Los especialistas recomiendan que, cuando un joven muestre interés por cuidar su alimentación o mejorar su composición corporal, se aproveche esa inquietud para abrir la conversación en casa y, si es necesario, pedir cita con un nutricionista o un endocrino. Llevar al profesional las dudas generadas por internet o por la IA puede ser una buena manera de contrastar información y desmontar mitos.

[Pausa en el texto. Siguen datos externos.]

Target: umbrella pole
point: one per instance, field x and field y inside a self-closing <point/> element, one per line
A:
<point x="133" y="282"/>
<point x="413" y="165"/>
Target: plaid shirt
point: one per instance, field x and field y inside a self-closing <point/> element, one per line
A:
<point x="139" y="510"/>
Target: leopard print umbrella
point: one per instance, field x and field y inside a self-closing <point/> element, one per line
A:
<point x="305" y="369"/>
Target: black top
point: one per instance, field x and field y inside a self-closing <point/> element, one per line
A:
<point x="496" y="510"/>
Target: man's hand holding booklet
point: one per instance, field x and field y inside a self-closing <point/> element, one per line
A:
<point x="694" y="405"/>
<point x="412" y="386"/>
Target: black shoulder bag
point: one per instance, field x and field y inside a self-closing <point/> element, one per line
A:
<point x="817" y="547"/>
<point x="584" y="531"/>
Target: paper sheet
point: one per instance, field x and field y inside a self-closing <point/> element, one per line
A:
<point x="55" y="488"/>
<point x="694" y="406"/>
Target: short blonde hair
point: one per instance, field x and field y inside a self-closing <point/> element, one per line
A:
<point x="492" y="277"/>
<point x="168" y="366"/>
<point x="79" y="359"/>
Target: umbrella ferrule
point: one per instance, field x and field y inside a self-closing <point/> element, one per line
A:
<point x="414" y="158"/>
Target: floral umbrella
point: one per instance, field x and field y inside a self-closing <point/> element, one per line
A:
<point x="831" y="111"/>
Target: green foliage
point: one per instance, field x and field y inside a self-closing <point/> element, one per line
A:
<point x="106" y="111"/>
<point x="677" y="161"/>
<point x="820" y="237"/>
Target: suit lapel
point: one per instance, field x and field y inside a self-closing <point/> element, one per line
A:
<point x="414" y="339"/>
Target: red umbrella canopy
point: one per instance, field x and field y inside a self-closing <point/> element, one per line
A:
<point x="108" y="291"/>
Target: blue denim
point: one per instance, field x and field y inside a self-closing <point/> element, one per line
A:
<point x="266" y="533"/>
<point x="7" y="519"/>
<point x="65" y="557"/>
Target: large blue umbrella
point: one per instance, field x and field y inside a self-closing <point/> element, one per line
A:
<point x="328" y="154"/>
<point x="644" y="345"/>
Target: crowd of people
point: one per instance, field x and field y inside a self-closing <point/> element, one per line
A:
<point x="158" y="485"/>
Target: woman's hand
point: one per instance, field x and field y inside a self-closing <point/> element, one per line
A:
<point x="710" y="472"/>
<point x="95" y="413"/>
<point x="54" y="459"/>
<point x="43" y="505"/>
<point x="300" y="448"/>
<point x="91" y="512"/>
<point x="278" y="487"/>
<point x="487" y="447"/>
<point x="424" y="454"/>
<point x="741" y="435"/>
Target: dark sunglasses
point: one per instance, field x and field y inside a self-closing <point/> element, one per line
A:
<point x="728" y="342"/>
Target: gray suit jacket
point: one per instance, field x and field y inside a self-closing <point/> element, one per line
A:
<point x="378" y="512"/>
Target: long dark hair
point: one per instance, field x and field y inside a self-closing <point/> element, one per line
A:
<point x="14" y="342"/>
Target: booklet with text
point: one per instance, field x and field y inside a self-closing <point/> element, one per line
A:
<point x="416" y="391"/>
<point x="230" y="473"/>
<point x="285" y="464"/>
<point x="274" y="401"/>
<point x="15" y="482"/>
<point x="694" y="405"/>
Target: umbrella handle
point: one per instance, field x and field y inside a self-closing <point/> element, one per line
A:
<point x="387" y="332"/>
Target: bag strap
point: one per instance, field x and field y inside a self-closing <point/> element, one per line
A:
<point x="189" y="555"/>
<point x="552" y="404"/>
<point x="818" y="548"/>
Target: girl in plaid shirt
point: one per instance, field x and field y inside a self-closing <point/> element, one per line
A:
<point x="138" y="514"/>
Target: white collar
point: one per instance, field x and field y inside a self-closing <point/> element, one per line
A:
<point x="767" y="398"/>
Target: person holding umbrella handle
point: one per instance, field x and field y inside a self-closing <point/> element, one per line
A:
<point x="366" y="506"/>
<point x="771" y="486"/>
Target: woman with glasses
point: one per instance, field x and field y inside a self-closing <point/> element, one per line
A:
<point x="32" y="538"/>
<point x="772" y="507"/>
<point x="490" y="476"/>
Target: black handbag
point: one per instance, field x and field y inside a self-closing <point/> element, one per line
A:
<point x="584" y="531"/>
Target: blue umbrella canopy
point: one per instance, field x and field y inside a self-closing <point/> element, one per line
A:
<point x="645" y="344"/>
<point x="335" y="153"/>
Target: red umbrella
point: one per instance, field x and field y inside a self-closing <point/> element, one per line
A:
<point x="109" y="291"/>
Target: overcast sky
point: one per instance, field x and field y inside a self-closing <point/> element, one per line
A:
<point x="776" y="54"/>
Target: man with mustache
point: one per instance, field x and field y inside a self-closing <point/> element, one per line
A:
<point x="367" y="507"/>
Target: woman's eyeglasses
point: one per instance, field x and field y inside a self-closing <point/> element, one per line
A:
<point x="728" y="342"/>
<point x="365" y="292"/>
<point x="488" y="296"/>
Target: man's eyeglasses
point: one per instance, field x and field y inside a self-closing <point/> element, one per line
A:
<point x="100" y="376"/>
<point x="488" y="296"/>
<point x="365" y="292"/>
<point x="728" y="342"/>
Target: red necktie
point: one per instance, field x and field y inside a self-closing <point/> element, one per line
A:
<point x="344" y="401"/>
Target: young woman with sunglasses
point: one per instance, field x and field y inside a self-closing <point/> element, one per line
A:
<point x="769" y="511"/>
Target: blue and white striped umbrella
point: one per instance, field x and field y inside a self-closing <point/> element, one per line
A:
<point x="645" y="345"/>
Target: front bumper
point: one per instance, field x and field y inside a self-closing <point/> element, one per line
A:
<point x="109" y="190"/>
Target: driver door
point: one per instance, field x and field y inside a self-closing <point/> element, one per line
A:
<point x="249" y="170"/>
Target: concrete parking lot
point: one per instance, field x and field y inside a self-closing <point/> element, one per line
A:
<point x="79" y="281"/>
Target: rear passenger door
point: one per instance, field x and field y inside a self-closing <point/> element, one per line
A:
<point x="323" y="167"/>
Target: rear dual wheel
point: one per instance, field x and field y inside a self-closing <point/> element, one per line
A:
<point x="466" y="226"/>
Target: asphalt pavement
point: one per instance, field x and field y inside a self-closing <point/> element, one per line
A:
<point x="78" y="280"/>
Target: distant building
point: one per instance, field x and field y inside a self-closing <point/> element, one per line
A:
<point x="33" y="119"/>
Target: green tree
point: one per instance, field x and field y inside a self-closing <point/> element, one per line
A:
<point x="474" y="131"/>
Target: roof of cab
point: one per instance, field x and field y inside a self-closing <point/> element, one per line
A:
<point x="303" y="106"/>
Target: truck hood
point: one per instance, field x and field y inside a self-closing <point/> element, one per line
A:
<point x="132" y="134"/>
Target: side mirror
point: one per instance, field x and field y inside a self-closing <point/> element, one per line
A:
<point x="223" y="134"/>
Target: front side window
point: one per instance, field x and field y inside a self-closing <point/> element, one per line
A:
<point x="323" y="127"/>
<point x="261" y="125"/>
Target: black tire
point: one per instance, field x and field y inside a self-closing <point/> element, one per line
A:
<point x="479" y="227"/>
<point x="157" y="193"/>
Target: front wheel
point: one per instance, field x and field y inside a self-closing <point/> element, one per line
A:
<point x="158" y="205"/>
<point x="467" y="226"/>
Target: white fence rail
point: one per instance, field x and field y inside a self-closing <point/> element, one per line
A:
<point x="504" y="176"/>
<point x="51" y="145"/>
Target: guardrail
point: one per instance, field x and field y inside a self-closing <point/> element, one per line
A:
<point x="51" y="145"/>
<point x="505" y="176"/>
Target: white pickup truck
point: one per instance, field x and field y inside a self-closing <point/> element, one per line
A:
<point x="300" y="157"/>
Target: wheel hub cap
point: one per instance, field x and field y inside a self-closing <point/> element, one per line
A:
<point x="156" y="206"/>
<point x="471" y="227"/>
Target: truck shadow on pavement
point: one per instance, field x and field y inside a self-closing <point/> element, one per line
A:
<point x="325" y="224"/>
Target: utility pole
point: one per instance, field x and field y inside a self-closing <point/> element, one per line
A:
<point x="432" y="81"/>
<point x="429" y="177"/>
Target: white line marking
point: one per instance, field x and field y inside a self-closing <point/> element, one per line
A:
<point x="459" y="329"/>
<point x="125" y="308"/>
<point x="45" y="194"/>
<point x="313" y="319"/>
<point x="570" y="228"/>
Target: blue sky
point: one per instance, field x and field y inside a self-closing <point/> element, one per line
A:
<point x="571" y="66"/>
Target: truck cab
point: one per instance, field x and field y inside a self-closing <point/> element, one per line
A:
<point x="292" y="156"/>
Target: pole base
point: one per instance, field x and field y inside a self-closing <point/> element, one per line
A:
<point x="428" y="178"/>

Frente a la promesa de dietas rápidas, planes “milagro” o recomendaciones anónimas en redes sociales, la consulta presencial o telemática con un especialista acreditado sigue siendo la vía más segura para quienes necesitan ajustar su alimentación por motivos de salud, deporte o bienestar general.
El avance de las dietas generadas por inteligencia artificial está reconfigurando el panorama de la nutrición, especialmente entre los más jóvenes, pero los datos y la experiencia clínica apuntan a una conclusión clara: estos sistemas tienden a ofrecer planes demasiado restrictivos, con carencias de nutrientes y sin tener en cuenta la historia de cada persona. Utilizar la IA como apoyo para organizar menús o inspirar recetas puede ser útil si se combina con criterio y supervisión, pero convertirla en sustituto del nutricionista implica asumir riesgos serios para la salud física y mental; por eso, en España y en el resto de Europa, la recomendación de los expertos se mantiene firme: ante cualquier duda sobre alimentación, peso o rendimiento, la guía de profesionales cualificados y el apoyo del entorno familiar siguen siendo la mejor garantía frente a las promesas simplificadas de las dietas por IA.